Seafood + Victoria reading

I made two rookie mistakes during my Victoria reading.

First, I sat in the chair I'd been specifically warned off of. It was a slouchy leather armchair. It appealed to me because it looked comfortable and ALSO was right at the front, so I'd be able to get photos of the readers. (Oh, the ephemera...)

It was the kind of chair that absorbs you. That keeps you from EVER getting up.

I perched on the edge of the chair during the open mic that preceded the main event. I sipped on my tea and watched Marita Dachsel do "Almera Woodward Johnson" from Glossolalia, trying not to blind her with my happiness at seeing her again.

I sipped my tea while listening to Peter Midgley break out of his Congress acquisitions funk to read a poem. And I refrained from heckling him, which is about all that anyone can expect from me, in terms of behaviour. (I'm an inspired heckler...)
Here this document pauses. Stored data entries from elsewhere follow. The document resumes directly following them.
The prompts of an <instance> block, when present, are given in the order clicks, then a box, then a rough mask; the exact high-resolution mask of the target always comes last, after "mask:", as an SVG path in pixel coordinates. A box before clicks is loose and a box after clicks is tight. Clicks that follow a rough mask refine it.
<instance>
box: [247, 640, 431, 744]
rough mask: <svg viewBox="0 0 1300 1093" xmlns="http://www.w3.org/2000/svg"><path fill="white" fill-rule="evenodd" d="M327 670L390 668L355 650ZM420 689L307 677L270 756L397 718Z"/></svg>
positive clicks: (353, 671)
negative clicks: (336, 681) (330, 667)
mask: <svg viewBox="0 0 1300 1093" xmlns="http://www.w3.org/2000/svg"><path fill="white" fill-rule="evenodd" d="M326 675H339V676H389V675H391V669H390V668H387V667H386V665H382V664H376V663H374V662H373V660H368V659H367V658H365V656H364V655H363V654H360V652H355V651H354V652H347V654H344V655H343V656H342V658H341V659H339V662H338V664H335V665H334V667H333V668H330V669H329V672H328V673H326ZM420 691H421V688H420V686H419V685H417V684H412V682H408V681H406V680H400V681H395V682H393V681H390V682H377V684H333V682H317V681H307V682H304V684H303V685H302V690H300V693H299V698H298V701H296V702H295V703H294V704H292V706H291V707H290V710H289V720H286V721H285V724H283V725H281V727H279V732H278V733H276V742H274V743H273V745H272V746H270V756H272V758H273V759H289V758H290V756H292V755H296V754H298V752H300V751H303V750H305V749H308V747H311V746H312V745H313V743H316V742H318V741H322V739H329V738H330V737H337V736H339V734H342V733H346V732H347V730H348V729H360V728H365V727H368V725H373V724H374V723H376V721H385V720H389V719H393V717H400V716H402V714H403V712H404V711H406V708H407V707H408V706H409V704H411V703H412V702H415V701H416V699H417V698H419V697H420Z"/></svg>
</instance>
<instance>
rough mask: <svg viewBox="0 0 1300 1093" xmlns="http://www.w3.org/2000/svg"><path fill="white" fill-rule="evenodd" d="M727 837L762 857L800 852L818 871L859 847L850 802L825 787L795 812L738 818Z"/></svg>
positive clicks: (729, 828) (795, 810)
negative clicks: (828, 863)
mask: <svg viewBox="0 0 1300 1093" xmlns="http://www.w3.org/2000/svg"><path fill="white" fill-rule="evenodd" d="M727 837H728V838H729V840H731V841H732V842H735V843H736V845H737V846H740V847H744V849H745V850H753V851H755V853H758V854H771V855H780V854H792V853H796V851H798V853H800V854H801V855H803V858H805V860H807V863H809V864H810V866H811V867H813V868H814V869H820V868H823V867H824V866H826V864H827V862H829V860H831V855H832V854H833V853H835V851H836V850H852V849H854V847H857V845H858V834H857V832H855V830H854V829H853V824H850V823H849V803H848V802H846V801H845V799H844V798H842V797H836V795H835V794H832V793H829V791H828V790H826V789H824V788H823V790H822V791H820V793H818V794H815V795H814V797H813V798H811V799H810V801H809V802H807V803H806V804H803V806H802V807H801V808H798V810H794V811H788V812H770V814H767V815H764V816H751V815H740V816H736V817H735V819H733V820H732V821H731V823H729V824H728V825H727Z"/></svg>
And then Yvonne Blomer, host of Planet Earth Poetry and Palimpsest pressmate, got up and introduced me. (She's a dab hand with a mic stand, that one...)

It was me and then three Malahat-ian readers: recent contributor/fictioneer Cody Klippenstein and board members Iain Higgins and Eric Miller.

And I lurched out of the chair. LURCHED!

My second rookie mistake was being somewhat under-rehearsed. Everything in How to Make a Collage is brand brand new, so I didn't yet have the poems half-memorized, as is my wont. And the sun was setting into the cafe. And I was tired after three days at Congress, all the exuberant shrubbery everywhere, the fact that there are no screens on the windows just getting to me.

But I'd eaten some magnificent seafood during those three days. And Congress is all about ideas and human conversation. And Susan Sanford Blades was kind enough to sell my books at the Malahat books table.

And it was so much fun. And I do so love reading, which is why I'd organized this mini-tour in the first place. So I launched in, reading poems from Hump and from How to Make a Collage. I read a poem for my aunt Sue, who lives in Victoria now, and who had snuck my cousin Chris into the event. I hadn't seen him in fifteen years. And I read for M, who was somewhere on the road between Winnipeg and Revelstoke, car-camping with the girl.

So I read for the people there, ones I knew and the ones I didn't, and felt that they were listening to me, that they were engaged with the poems, and then it was over.